En 1906, même si le nombre de viticulteurs avait bien diminué (il en restait 165), Barr faisait encore honneur à son rang de capitale vinicole du Bas-Rhin en organisant la première Foire aux Vins d’Alsace.
Au cours du XX° siècle, le nombre de vignerons à véritablement fondu comme neige au soleil dans cette ville (il en reste une petite dizaine aujourd’hui), pourtant le Kirchberg de Barr a fait partie des 25 premiers lieux-dits labellisés Grand Cru en 1982…une vraie reconnaissance de la grandeur de ce terroir.

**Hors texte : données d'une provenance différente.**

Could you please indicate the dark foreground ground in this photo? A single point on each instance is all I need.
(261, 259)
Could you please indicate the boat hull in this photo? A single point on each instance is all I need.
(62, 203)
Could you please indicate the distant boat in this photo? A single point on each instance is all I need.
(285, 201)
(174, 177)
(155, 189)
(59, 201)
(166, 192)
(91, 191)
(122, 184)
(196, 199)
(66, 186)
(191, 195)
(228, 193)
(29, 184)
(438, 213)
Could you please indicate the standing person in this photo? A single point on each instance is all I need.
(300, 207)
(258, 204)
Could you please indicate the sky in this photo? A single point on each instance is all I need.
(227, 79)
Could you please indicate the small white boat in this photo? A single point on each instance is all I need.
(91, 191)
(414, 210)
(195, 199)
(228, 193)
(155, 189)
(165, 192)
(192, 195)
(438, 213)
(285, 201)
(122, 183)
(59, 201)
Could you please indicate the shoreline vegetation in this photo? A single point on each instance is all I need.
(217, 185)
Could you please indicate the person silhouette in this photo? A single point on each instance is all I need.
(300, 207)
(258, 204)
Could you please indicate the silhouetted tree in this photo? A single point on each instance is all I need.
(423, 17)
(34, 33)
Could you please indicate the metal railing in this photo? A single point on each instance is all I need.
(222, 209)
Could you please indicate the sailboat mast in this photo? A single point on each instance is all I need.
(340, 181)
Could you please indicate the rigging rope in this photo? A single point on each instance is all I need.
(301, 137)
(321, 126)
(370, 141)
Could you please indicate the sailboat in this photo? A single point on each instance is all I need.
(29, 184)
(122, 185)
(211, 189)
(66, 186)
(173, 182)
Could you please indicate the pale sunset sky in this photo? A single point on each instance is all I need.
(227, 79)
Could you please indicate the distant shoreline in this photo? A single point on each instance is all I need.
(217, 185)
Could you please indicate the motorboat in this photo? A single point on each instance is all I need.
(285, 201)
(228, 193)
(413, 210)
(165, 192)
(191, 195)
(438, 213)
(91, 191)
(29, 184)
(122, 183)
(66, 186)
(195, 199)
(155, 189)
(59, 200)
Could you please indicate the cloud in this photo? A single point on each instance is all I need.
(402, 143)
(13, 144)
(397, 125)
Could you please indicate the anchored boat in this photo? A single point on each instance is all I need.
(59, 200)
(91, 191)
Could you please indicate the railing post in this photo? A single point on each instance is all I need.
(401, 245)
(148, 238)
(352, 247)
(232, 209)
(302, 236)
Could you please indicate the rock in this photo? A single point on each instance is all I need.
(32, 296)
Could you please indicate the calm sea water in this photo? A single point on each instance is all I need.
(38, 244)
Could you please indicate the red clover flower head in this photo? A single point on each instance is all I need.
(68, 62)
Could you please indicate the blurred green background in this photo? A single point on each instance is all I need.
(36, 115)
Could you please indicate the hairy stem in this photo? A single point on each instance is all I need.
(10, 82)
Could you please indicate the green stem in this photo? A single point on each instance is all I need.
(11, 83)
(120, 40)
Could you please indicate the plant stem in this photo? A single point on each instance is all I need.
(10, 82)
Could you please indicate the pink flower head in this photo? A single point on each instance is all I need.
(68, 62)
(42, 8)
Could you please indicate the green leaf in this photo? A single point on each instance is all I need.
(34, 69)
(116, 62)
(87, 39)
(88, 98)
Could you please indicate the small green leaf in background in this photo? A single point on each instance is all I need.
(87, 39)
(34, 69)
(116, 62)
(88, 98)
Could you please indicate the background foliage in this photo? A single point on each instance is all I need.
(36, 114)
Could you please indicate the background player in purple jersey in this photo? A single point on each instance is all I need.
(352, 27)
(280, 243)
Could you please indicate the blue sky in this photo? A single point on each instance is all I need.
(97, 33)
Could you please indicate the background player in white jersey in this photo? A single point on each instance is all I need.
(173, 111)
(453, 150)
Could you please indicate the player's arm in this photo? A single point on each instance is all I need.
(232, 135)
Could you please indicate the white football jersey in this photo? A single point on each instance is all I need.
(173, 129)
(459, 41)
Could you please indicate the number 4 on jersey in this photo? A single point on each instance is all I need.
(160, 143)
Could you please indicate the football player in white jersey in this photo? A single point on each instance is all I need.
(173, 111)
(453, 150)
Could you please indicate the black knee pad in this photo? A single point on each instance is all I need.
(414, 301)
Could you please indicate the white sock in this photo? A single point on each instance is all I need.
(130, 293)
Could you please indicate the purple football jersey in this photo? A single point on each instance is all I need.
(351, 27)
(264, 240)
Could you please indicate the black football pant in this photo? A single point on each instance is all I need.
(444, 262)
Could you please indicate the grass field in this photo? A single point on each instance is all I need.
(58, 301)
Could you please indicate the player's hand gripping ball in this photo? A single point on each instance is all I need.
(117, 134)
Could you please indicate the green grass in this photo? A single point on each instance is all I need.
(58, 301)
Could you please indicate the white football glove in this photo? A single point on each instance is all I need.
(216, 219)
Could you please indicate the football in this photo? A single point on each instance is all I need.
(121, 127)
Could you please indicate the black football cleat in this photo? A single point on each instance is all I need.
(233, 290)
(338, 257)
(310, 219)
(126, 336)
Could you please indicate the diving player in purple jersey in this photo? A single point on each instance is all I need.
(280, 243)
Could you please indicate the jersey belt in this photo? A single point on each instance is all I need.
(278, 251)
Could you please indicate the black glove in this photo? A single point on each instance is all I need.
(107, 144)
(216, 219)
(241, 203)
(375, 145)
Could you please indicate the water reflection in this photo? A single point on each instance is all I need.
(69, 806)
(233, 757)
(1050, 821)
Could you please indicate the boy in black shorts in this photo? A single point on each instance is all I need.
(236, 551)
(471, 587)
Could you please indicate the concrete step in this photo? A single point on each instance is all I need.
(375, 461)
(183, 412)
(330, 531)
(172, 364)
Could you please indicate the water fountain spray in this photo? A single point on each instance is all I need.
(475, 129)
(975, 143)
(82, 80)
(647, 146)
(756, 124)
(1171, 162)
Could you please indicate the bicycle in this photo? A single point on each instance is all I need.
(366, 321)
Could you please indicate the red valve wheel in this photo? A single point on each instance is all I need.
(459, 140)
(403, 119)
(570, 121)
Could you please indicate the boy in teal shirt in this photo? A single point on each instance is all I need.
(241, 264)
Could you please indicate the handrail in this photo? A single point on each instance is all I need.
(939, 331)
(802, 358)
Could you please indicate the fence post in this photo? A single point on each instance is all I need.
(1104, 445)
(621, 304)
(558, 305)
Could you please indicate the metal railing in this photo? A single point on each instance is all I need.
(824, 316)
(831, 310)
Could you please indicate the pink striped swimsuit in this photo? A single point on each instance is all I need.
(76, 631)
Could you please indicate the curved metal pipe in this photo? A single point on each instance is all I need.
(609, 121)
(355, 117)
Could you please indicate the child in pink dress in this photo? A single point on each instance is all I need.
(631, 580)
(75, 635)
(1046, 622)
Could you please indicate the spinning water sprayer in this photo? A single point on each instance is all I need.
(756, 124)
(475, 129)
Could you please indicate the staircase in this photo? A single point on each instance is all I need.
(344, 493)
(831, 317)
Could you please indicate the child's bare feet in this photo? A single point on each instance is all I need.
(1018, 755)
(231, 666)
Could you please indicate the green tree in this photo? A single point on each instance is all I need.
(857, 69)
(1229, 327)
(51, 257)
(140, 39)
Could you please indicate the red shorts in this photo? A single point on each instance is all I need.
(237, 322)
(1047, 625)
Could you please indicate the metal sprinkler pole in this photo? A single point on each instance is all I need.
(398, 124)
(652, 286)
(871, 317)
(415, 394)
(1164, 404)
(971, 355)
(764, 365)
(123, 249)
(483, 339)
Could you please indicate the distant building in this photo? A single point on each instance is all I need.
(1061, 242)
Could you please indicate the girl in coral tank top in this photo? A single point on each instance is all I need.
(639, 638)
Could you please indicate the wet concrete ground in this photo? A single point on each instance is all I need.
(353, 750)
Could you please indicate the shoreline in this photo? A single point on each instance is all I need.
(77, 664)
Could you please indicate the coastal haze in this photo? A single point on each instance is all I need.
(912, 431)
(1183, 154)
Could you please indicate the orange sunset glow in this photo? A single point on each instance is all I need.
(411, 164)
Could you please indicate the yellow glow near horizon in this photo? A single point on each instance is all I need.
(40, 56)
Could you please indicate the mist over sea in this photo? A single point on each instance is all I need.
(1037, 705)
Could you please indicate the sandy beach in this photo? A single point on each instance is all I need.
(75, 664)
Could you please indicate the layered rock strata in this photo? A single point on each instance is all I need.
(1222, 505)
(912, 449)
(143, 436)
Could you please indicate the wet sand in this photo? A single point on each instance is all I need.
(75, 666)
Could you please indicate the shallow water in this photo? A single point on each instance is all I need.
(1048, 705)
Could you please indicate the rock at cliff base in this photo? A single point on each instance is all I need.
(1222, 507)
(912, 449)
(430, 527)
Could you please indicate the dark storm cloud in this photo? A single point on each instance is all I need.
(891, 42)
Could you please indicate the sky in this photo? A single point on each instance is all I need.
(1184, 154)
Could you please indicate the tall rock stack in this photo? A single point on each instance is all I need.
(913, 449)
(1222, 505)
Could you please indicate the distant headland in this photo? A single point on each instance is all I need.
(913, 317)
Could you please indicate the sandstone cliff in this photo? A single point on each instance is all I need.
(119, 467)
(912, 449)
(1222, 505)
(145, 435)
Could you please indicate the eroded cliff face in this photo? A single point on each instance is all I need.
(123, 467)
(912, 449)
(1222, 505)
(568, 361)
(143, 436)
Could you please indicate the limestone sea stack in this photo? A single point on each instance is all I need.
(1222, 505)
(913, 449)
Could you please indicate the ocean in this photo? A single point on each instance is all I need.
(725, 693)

Au niveau de la viticulture, ce Grand Cru, est présenté par S. Dubs comme « spontanément productif » et la nouvelle garde vigneronne de la région s’est rapidement mise d’accord sur l’absolue nécessité de pratiques viticoles rigoureuses et respectueuses de la nature. C’est ainsi qu’une charte de production a été instaurée depuis 2004 pour optimiser les conditions de culture de la vigne : une viticulture raisonnée et plus naturelle pour produire des raisins avec un état sanitaire irréprochable et une maturité complète, tant au niveau des sucres qu’au niveau de la matière végétale (peaux, pépins et rafles).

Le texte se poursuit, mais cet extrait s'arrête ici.